Background:
As the hospital medicine specialty expands, internal medicine residency programs are building hospitalist-specific rotations that teach skills and knowledge relevant to the field. To date, little is known of the prevalence and characteristics of hospitalist rotations. We surveyed internal medicine training programs to better understand the prevalence, objectives, and structure of hospitalist rotations in the United States.
Methods:
An 18-question survey was sent electronically to residency leadership of the 100 largest ACGME internal medicine residency programs. Each program had at least 81 residents. The survey contained items that assessed the goals, structure, and perceived benefits of hospitalist rotations.
Results:
Eighty-two residency program leaders responded to the survey (82% response rate). Among responders, the prevalence of hospitalist-specific rotations was 50% (41/82), of which 85% (35/41) were elective rotations and 15% (6/41) were mandatory rotations. A lack of a well-defined model was the most frequently reported barrier for programs without a hospitalist-specific rotation (Figure 1).
The most common clinical responsibilities were admitting new patients, and the most common curricular elements were teaching evidence-based practice, career counseling, and quality improvement. Clinical activities, non-clinical activities, and curricular elements varied across institutions (Table 1).

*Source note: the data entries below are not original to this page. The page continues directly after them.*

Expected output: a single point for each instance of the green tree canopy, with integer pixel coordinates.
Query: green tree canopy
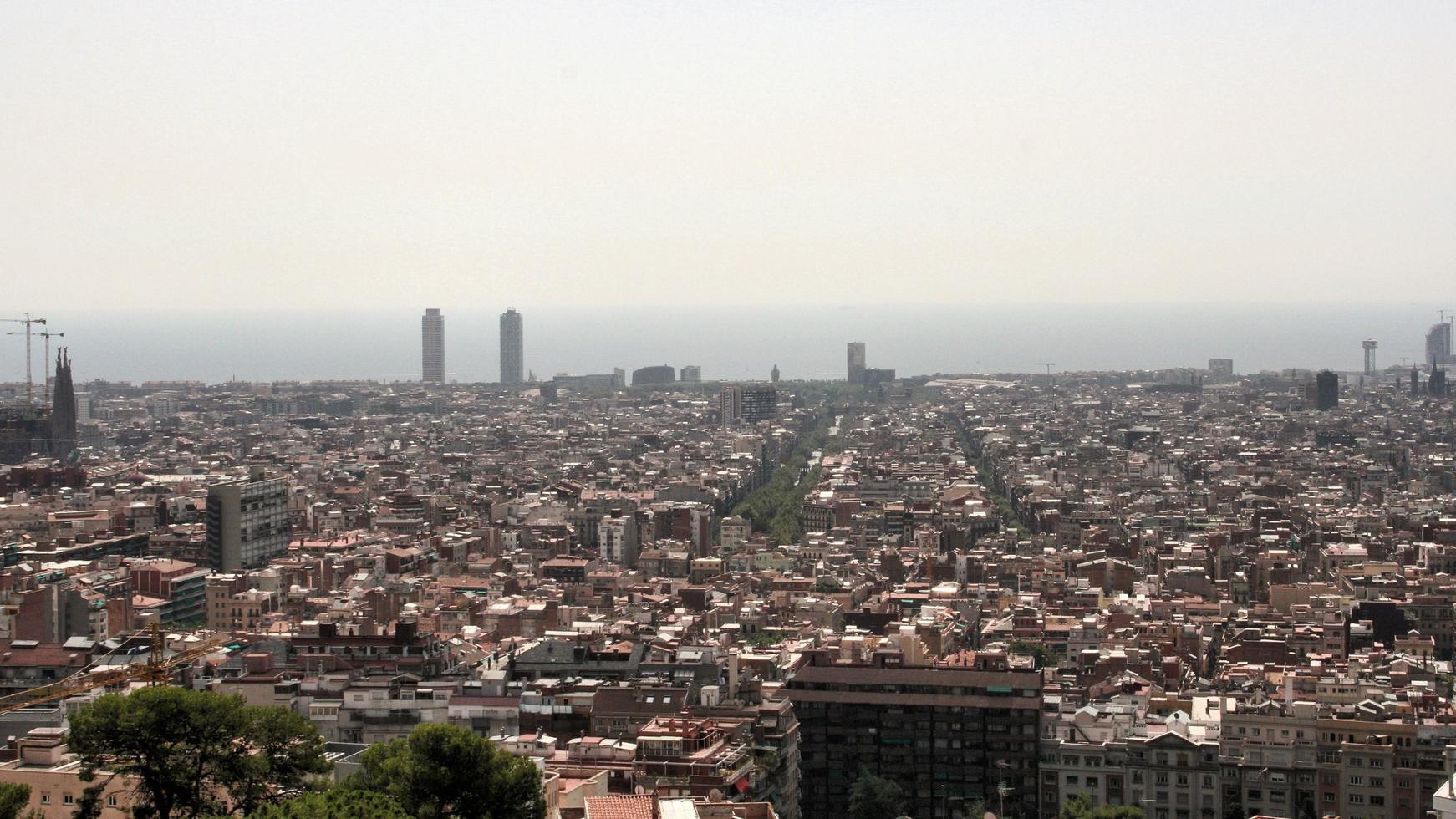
(13, 797)
(197, 752)
(875, 797)
(339, 803)
(443, 771)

Most programs with rotations (95%, 39/41) felt their hospitalist rotation filled at least one gap in traditional residency curriculum, and identified gaps as the need for progressive clinical autonomy (59%, 24/41), learning about quality improvement and high value care (41%, 17/41), and preparation in becoming a hospitalist physician (39%, 16/41). Most respondents (66%, 27/41) felt that the rotation helped to prepare trainees for their first year as an attending.
Conclusions:
In our national survey of the largest internal medicine residency programs, the majority reported either having a hospitalist-specific rotation or interest in starting one. Further evaluation of these rotations may inform a framework for hospitalist training, elucidate best practices, and assess the effectiveness of these rotations in promoting career development in hospital medicine. Hospitalist-specific rotations may supplement traditional inpatient rotations and teach skills that facilitate the transition from residency to a career in hospital medicine.